16 Post author: Academian 13 March 2010 12:48AM

You are viewing a comment permalink. View the original post to see all comments and the full post content.

Comments (24)

You are viewing a single comment's thread. Show more comments above.

Comment author: LauraABJ 13 March 2010 08:14:50PM 5 points [-]

" The negative consequences if I turn out to be wrong seem insignificant - oh no, I tried to deceive myself about my ability to feel differently than I do!"

Repression anyone? I think directly telling yourself, "I don't feel that way, I feel this way!" can be extremely harmful, since you are ignoring important information in the original feeling. You are likely to express your original feelings in some less direct, more destructive, and of course less rational way if you do this. A stereotypical example is that of a man deciding that he should not feel angry that he did not get a promotion at work and then blowing up at his wife for not doing the dishes properly.
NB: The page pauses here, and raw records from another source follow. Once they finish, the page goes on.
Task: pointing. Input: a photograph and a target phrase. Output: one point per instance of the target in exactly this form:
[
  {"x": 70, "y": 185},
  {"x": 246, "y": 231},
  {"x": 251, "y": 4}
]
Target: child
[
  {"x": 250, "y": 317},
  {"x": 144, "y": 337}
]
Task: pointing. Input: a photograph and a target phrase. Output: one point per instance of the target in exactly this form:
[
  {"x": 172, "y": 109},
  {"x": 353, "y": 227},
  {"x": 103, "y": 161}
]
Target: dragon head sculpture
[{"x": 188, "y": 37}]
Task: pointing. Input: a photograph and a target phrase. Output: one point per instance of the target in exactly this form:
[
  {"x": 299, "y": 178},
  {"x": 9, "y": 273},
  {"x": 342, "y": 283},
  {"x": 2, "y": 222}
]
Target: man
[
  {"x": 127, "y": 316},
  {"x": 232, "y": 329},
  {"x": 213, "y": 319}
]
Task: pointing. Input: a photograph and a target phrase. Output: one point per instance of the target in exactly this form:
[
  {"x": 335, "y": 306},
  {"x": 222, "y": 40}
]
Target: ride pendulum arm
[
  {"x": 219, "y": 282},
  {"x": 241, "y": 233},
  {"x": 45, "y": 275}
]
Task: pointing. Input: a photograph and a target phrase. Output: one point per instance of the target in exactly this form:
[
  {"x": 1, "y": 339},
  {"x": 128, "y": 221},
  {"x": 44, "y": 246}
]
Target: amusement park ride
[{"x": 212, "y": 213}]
Maybe there is nothing to actually be angry about, and screaming at his boss certainly wouldn't accomplish anything, but ignoring the feeling as invalid is almost certain to end badly.

I think Alicorn is suggesting that if you attempt to understand why you have the feelings you do, and if these reasons don't make sense, your feelings will likely change naturally without the need to artificially apply different ones.

Comment author: Jonathan_Graehl 14 March 2010 09:13:47AM 0 points [-]

That's plausible: "feeling is because of dumb reason X" -> feeling retreats -> "I must have been right." I just don't trust it entirely.